I know that jupyter/tensorflow-notebook only supports CPU to avoid including NVIDIA propietary software in the project (see https://github.com/jupyter/docker-stacks/issues/516). However, would it be ok to include a recipe in docs/using/recipes.md?
I know that some people (including me) would like to work with an image based on jupyter/base-notebook but with GPU support because official docker images lacks some interesting features.
If we're extra careful to point the reader to the NVIDIA EULA and explain that they have to accept the terms of the license to install CUDA and redistribute it in their Docker images, then I'm +0.001 on having it in the recipes.
It might be good to have others weigh in.
See jupyterhub/zero-to-jupyterhub-k8s#994 as well as a reference
Believing Jupyter is right to stay away from closed source binaries as provided by NVidia, though driven by immediate industry requirements, we have put a version of this repository with added GPU support, including recipes and an additional one for Tensorflow + Pytorch (see #745 ), here: https://github.com/jolibrain/docker-stacks
The Tensorflow + Pytorch recipe is here: https://github.com/jolibrain/docker-stacks/tree/master/jupyter-dd-notebook-gpu
Note: we're only planning to update the GPU recipes irregularly at the moment.

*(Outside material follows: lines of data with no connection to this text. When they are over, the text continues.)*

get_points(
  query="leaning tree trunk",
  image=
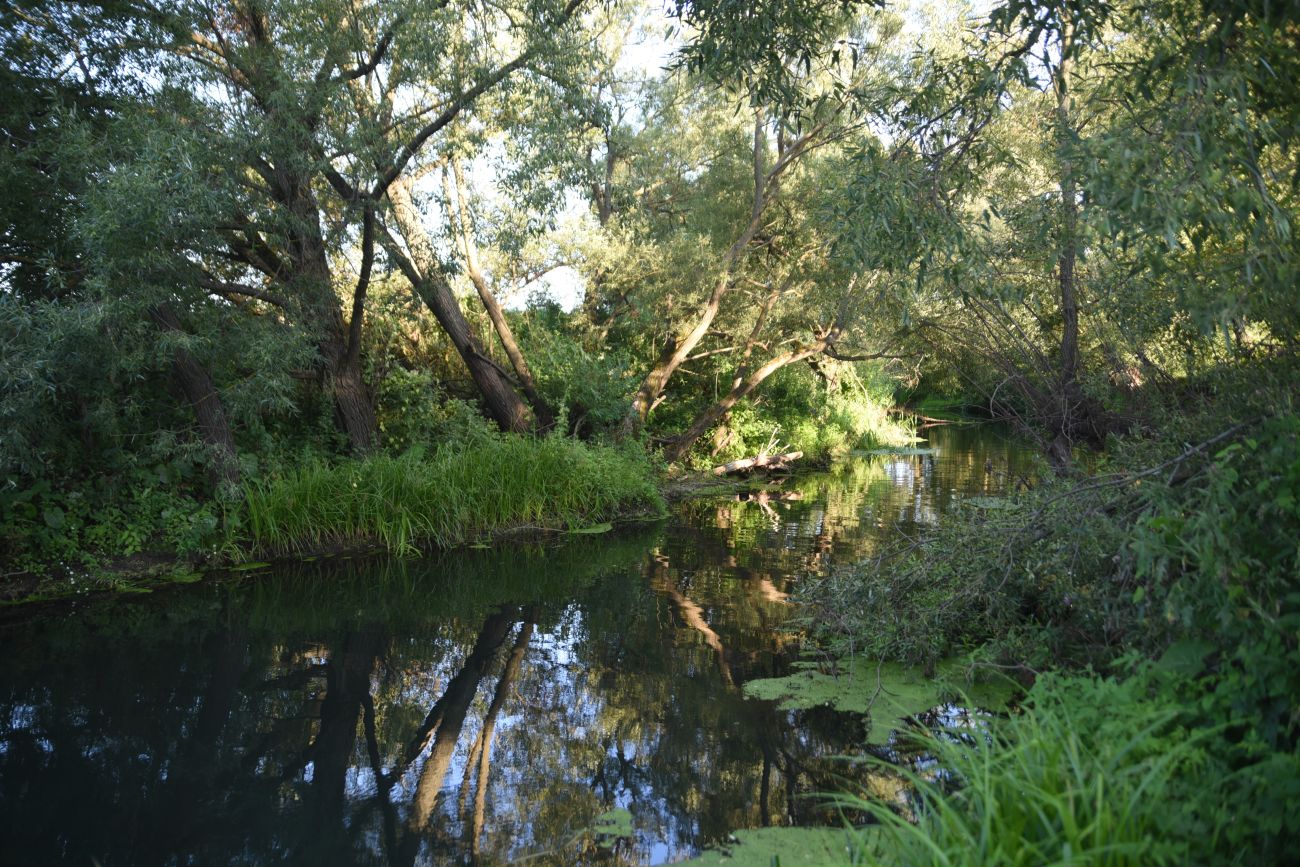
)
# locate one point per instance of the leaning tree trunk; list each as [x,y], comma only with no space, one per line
[430,284]
[203,398]
[339,355]
[545,414]
[677,449]
[1070,404]
[679,349]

@beniz Thanks for sharing your work.
This issue has been idle for some time now so I'm going to close it. If anyone would like to submit a PR to the recipes or community images doc pages linking to information about GPU-enabled images, I'll be happy to review it.
Most helpful comment
Believing Jupyter is right to stay away from closed source binaries as provided by NVidia, though driven by immediate industry requirements, we have put a version of this repository with added GPU support, including recipes and an additional one for Tensorflow + Pytorch (see #745 ), here: https://github.com/jolibrain/docker-stacks
The Tensorflow + Pytorch recipe is here: https://github.com/jolibrain/docker-stacks/tree/master/jupyter-dd-notebook-gpu
Note: we're only planning to update the GPU recipes irregularly at the moment.